We first regard vertices and edges of the outer faces constructing to a piece of FEV as a graph. A source vertex and target vertex are decided in the graph. To decide the terminal vertices, the number of the outer faces constructing a voxel is taken into consideration as shown in Fig. 3. In the case of 3 faces, the vertex sharing 3 faces is selected. In the case of 2 faces, there are two candidate vertices sharing 2 faces. Therefore, the vertex sharing other feature edges is selected. Because the terminal vertices are also intersections of a few FEs. If there are two FEs, the vertex with the shorter FE is selected. In the case of 1 face, there are 4 candidate vertices per face. Therefore, the vertex that has the shortest FE is selected. Then, the distance on the graph is decided. We want FEs to pass through corners as much as possible. Therefore, the combination of 6-adjacent relationships between voxels is considered, so the length of each edge is adjusted so that the lengths of edges passing through corners are shorter than the lengths of edges passing through interiors. By applying the Dijkstra method with these settings, a FE that preferentially passes through the corners of the shape can be created.

Fig. 3.
figure 3

The pattern of the terminal vertices. (a) Only one vertex sharing 3 faces. (b) The 2 candidate vertices of edge sharing 2 faces. (c) The 4 candidate vertices of 1 face.

Next, we describe the curvature at each vertex of the SVM. First, the curvature of each voxel is computed. The curvature of the vertices of the original model contained in a voxel is averaged and is used as the voxel curvature. Then the curvature of the vertex on the SVM is the average value of the 4 voxel curvatures adjacent to the vertex.

2.4 Apply Alliez’s Algorithm to the Surfaced Voxel Model

Vertices that constitute a cage are distributed on the SVM. At this time, the number of vertices is specified by the user. In the same way as Alliez’s method, samples are preferentially distributed over the terminal vertices of the FEs, the areas with large curvature on the FEs, and the areas with large curvature on the faces. The remainder of the procedures also is executed in the same way as Alliez’s algorithm.

3 Result and Discussion

The automatic cage generation algorithm developed in this paper runs on PCs with Intel Core i7™ 3.6 GHz CPU and 16.0 GB memory. The generated cage and the deformed shape by the cage are illustrated in Fig. 4. We used Ju’s algorithm [2] for the cage-based deformation. The number of faces of the original model is 12,946. The number of faces of the cage is 314 (Using 32 × 32 × 32 voxels).

Fig. 4.
figure 4

Cage generation for the Fandisk and shape deformation by using our method. (a) The cage (The front view). (b) The cage (The bottom view). (c, d) The cage of original model before and after deformation.

As shown in Fig. 4, we can get the coarse cage which encloses the original model. Additionally, we generate the cage so that it depends on the curvature. As you can see in Fig. 4(a)–(c), there are many vertices in the areas with high curvatures but there are few vertices in flat areas. Also, as you can see in Fig. 4(c)–(d), the parts with high curvature can be flexibly deformed using the cage made by our method. With our method, it is possible to increase the number of cage vertices, which are control points, in the areas of high curvature where the user is interested. However, in many of the previous works described above, it is not possible to partially control the number of vertices that generate a cage depending on the shape features, such as curvature and dihedral angle.

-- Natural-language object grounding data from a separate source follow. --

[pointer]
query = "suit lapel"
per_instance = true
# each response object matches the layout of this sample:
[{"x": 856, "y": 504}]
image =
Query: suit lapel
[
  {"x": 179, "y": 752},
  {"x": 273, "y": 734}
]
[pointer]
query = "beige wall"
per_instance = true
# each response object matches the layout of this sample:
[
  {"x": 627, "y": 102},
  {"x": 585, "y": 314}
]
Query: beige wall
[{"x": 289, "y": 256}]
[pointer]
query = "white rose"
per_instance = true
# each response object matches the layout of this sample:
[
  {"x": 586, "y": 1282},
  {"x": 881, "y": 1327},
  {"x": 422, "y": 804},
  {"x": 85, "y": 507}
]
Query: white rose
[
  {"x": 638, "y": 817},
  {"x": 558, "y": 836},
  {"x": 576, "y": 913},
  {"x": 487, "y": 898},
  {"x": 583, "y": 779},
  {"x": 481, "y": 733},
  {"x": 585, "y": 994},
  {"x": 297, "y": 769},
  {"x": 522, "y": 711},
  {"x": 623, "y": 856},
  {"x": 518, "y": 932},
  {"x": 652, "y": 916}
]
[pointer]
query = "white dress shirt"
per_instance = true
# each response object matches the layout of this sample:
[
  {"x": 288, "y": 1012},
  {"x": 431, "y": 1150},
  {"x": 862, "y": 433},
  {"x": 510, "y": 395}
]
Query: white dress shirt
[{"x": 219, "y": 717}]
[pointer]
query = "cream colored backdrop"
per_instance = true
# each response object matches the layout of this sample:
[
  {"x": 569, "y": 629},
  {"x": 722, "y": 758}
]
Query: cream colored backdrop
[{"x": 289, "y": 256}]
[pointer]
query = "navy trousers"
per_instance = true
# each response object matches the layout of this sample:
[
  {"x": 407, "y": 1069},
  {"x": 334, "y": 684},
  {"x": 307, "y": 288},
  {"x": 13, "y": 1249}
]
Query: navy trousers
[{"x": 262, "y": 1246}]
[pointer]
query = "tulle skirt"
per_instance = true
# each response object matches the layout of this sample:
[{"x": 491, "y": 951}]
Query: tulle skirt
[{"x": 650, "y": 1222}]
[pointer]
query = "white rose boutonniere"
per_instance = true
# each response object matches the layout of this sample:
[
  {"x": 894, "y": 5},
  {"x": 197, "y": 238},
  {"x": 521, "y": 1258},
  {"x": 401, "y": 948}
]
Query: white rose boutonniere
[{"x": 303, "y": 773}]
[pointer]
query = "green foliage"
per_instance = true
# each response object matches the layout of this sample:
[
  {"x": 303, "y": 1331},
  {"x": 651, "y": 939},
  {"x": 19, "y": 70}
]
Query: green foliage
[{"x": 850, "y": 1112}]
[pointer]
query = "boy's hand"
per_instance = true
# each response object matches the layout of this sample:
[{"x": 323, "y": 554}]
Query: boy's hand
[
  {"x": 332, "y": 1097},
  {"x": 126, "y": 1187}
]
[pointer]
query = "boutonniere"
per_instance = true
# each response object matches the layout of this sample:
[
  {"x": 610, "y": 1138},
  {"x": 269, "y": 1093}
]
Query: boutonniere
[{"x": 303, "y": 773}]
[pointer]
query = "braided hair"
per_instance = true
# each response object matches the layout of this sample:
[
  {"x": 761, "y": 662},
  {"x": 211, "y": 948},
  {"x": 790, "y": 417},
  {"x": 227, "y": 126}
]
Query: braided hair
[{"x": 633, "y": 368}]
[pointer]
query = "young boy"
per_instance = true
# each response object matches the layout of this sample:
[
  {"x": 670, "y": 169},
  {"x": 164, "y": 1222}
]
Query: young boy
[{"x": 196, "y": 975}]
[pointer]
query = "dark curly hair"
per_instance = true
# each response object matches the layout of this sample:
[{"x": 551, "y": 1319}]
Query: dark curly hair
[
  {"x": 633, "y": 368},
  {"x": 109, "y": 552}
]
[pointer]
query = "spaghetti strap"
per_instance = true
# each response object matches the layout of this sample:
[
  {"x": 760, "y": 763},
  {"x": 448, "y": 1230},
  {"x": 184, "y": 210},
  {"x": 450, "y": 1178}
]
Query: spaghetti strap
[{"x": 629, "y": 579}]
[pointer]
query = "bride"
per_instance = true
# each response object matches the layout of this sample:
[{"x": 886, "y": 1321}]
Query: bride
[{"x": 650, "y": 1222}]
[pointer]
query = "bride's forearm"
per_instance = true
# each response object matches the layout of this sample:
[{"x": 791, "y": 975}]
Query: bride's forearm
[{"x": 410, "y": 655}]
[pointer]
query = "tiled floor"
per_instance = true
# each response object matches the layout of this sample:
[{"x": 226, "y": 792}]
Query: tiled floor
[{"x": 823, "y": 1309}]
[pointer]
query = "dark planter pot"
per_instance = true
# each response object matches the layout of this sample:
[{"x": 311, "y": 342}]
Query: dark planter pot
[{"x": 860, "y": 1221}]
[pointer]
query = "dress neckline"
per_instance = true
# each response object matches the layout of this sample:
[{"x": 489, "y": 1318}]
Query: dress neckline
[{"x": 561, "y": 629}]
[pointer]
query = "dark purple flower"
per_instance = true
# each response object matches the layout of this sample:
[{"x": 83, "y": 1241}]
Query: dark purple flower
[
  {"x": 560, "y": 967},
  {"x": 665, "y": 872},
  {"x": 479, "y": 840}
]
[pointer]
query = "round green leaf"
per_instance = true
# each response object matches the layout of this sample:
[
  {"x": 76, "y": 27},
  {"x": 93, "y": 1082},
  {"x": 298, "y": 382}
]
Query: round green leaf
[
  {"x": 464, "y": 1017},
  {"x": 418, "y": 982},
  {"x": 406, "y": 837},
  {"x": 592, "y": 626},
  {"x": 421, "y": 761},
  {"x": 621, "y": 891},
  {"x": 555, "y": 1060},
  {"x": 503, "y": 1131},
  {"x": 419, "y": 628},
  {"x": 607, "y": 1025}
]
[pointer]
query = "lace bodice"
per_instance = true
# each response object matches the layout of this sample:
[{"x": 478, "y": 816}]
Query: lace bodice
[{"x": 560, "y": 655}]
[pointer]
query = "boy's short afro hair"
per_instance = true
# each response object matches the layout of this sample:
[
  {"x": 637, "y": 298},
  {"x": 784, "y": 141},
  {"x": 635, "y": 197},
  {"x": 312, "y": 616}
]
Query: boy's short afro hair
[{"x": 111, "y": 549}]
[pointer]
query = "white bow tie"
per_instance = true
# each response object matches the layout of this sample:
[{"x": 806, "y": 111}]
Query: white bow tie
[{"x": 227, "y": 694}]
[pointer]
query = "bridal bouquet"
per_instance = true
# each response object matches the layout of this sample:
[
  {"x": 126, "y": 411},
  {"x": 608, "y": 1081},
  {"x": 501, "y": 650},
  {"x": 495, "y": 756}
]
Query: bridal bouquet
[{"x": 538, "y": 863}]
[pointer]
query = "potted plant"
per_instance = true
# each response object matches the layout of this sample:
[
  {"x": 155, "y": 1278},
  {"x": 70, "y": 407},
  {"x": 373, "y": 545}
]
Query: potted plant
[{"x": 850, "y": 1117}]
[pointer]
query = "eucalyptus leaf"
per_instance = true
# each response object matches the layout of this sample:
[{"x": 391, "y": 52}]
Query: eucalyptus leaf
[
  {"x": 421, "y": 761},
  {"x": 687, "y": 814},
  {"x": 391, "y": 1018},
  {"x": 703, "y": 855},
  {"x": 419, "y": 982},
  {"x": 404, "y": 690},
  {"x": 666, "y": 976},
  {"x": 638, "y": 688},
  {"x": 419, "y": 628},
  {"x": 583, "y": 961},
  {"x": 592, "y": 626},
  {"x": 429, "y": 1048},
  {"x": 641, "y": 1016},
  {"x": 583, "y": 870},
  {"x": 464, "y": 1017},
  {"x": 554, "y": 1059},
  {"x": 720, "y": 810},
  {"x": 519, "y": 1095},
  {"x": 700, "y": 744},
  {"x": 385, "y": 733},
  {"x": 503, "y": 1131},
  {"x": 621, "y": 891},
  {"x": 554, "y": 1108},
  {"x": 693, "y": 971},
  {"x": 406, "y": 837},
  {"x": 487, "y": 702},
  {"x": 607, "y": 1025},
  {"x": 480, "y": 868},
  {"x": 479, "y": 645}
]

4 Conclusions and Future Work

In this paper, we have proposed an automatic cage generation algorithm from a shape with a variational remeshing method and deformed the shape using the cage. The shape’s feature are evaluated, and the shape is voxelized. Also feature edge voxels and the surfaced voxel model are created, and the features of the shape are transferred to the surfaced voxel model. Finally, Alliez’s algorithm is applied to the surfaced voxel model and we can get a cage that considers shape features for the shape and deformed the shape using the cage.

For future work we plan to make a comprehensive evaluation of the cages with our method, when the cages are applied to collision detection, deformation transfer, physical simulation and so on.